In February 1987, Legodi partnered with A. K. Khoza to launch Legodi, Khoza & Partners, a firm of attorneys in Bushbuckridge. The firm specialized in human rights cases, and Legodi was a senior partner until 1996, when he opened his own solo practice, Francis Legodi & Associates. He ran his solo practice until he joined the bench in 2004. During that time, he was the chairperson of the Mpumalanga Parks Board from 1996 to 1998 and an acting judge in the Pretoria High Court on several occasions from 2000 onwards.

== Gauteng High Court: 2004–2017 ==
In July 2004, President Thabo Mbeki announced that, on the advice of the Judicial Service Commission, he would appoint Legodi as a permanent judge in the Gauteng Division of the High Court of South Africa. Legodi took office on 1 October 2004 and sat in the Pretoria High Court. Among other prominent matters, Legodi presided in the General Council of the Bar's application to have prosecutors Nomgcobo Jiba and Lawrence Mrwebi struck from the roll of advocates due to deficient conduct. Legodi granted the bar's application, but his order was overturned by the Supreme Court of Appeal.

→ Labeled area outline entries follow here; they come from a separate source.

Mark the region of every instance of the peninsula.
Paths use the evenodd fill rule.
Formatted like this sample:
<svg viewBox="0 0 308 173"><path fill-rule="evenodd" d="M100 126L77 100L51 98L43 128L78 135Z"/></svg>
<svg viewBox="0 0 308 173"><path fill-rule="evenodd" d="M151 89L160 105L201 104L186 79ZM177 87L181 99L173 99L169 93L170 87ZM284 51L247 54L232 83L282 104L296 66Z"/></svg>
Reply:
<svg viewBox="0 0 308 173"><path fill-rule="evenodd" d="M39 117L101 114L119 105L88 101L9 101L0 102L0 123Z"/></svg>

In addition to his service in the High Court, Legodi was appointed as the chairperson of the Military Appeal Court in 2007 and as the chairperson of the Magistrates Commission in 2010. He was also an acting judge in the Supreme Court of Appeal in 2013 and 2014.

=== Seriti Commission ===
In October 2011, President Jacob Zuma appointed Legodi to the three-member Seriti Commission, the commission of inquiry into alleged corruption in the 1999 Arms Deal. However, Legodi resigned from that position in July 2013, shortly before the commission's hearings began; although the Presidency said that he had retired for confidential personal reasons, the Mail & Guardian reported that he had been sidelined by the commission's chairperson, Willie Seriti.

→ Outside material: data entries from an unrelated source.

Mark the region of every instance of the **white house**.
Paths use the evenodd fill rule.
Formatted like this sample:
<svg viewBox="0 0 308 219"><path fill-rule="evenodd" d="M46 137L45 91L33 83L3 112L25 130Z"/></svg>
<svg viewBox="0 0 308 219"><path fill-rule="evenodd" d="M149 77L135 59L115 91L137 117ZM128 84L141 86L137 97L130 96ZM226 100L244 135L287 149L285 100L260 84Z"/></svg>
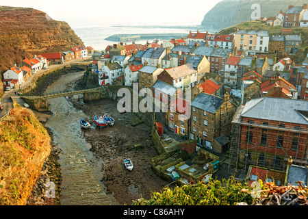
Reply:
<svg viewBox="0 0 308 219"><path fill-rule="evenodd" d="M20 86L25 82L23 69L17 66L12 67L4 73L3 79L17 79L17 86Z"/></svg>
<svg viewBox="0 0 308 219"><path fill-rule="evenodd" d="M118 63L109 63L103 66L99 72L99 84L104 86L112 84L115 79L123 73L123 68Z"/></svg>
<svg viewBox="0 0 308 219"><path fill-rule="evenodd" d="M124 69L125 85L128 87L133 86L133 83L138 82L138 73L143 66L142 64L136 66L127 66Z"/></svg>
<svg viewBox="0 0 308 219"><path fill-rule="evenodd" d="M126 55L114 55L111 60L111 63L118 62L122 68L125 68L127 65L128 60L129 60L129 56Z"/></svg>

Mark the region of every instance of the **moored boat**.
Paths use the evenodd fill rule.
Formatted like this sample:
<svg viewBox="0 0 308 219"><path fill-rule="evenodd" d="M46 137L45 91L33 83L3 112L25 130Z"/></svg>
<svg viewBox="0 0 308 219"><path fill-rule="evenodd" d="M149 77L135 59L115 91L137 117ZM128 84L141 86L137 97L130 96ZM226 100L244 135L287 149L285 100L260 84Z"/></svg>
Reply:
<svg viewBox="0 0 308 219"><path fill-rule="evenodd" d="M88 129L91 126L90 123L82 118L80 120L80 126L84 129Z"/></svg>
<svg viewBox="0 0 308 219"><path fill-rule="evenodd" d="M114 119L109 114L105 114L103 118L107 125L114 125Z"/></svg>
<svg viewBox="0 0 308 219"><path fill-rule="evenodd" d="M106 121L103 118L103 116L95 116L94 119L93 120L96 125L101 127L104 127L107 126Z"/></svg>
<svg viewBox="0 0 308 219"><path fill-rule="evenodd" d="M131 170L133 170L133 164L129 158L125 158L124 159L124 165L125 166L125 168L127 170L129 170L130 171L131 171Z"/></svg>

=== Judicial Service Commission nominations ===
During his 13 years in the Gauteng High Court, Legodi was unsuccessfully shortlisted for promotion on four occasions. He was one of 24 candidates interviewed for four vacancies in the Constitutional Court in September 2009; one of three candidates interviewed for the position of Judge President of the Gauteng High Court in April 2012 (a position awarded to Dunstan Mlambo); one of seven candidates interviewed for the position of Judge President of the Limpopo High Court in April 2015 (a position awarded to Ephraim Makgoba); and one of seven candidates shortlisted for two vacancies in the Supreme Court of Appeal in March 2016, though, in that case, he withdrew his candidacy before the interviews were held.

== Mpumalanga High Court: 2017–2023 ==
In 2016, when the Gauteng High Court established a civil circuit court in Mpumalanga Province, Legodi began spending a large amount of time in the province ahead of the establishment of a free-standing Mpumalanga Division of the High Court. In April 2017, he was the sole candidate interviewed by the Judicial Service Commission for the position of Judge President of the Mpumalanga Division. The Judicial Service Commission recommended him for appointment, and President Zuma confirmed his appointment with effect from 1 August 2017. The Mpumalanga Division held its first sitting in Mbombela in May 2019, with Legodi presiding over two criminal matters, and President Cyril Ramaphosa officially opened the new court in November 2019.

Legodi retired from the judiciary on 21 August 2023. He is commemorated by a statue in the Mbombela High Court building.

== Personal life ==
He is married to M. M. Legodi, with whom he has three adult children.